Amnesty claims the effect of the agreement is to ensnare asylum seekers in a country where the rule of law is spiralling out of control.

Father Mussie Zerai, who alerted the Guardian newspaper last year to a separate incident involving the deaths of 63 boat refugees despite massive Nato presence, told EUobserver he has reports the Italian authorities are now running joint operations with the Libyans again.

"A boat with a Libyan flag and a boat with an Italian flag stopped the Eritreans at sea on 29 June," he said.

His sources in Libya told him there were 76 Eritreans on the boat, including women and children.

Libyan police then escorted the asylum seekers to a new detention centre still under construction in the outskirts of Tripoli.

"The Libyans told them they will all be deported back to Eritrea," said Zerai.

Italy has already been reprimanded by the Strasbourg-based European Court of Human Rights for intercepting Somali and Eritrean nationals at sea and sending them back to Libya without first reviewing any of their individual cases. The court ruled against Italy's favour in February 2012.

Fleeing asylum seekers in Greece meet Italian wrath

Meanwhile, the Greek Council of Refugees says that refugees, including some unaccompanied minors, are being denied basic rights by Italian authorities.

The refugees are taking ferry boats across the Adriatic to four ports in Italy. Those apprehended by authorities at the ports are "either refused entry to the Italian territory or are readmitted back to Greece."

The NGO documented a case where a 10-year old Afghan boy was registered as an adult and then readmitted from Bari to Patras in Greece.

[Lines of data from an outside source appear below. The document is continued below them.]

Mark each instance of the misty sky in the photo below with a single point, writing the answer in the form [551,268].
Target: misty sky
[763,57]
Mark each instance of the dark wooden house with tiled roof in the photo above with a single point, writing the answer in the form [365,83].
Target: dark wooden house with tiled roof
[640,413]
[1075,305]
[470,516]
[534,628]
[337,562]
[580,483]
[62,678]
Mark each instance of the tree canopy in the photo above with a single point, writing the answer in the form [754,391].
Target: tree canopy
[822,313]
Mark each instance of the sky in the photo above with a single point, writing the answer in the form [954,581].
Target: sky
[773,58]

Two families also reportedly told the police they had legal residing relatives in the EU but were not informed they had the right to apply for asylum in Italy. Both were instead returned to Greece.

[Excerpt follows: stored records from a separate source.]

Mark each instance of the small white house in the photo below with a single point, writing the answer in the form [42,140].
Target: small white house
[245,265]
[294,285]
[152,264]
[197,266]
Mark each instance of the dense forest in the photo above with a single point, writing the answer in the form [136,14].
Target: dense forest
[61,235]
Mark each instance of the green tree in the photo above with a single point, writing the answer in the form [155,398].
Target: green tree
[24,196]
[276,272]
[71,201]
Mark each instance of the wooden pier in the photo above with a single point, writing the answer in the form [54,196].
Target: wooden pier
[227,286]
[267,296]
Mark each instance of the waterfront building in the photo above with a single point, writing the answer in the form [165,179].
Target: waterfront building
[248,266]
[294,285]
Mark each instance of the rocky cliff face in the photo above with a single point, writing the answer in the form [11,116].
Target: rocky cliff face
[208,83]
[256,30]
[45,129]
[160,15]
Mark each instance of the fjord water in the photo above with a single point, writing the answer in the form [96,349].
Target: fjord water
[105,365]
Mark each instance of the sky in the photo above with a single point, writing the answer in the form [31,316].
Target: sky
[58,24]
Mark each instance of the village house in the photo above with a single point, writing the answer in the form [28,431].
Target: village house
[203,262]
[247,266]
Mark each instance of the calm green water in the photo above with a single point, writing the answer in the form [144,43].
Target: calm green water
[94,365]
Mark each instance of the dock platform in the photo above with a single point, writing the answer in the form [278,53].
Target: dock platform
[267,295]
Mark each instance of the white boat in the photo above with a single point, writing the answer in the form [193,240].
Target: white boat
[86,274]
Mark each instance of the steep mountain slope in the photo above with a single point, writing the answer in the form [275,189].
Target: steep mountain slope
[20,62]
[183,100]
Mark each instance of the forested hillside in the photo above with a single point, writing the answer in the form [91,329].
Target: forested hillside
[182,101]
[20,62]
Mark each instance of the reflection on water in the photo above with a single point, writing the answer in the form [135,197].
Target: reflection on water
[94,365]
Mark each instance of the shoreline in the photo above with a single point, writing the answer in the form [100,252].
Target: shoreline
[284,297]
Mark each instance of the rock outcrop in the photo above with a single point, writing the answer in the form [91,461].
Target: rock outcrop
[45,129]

Christopher Hein, director of the Italian Refugee Council, told EUobserver from Rome that several thousand asylum seekers and undocumented migrants have taken the ferries from Greece to Italy since 2011.

Hein said the two countries share a bilateral readmission agreement that was signed prior to the establishment of the EU's passport free Schengen border code.

"In principle, there are no internal borders in the EU. We have serious doubts if this is not contrary to the Schengen aquis [law]," said Hein.

Italy is using the agreement to circumvent its obligations under the Dublin regulation by shuffling the migrants back onto the ferries, he said. The ferry companies are then forced to deal with the migrants.

Hein said no ferry captain, to his knowledge, has ever refused the Italian authority’s request to re-board the migrants.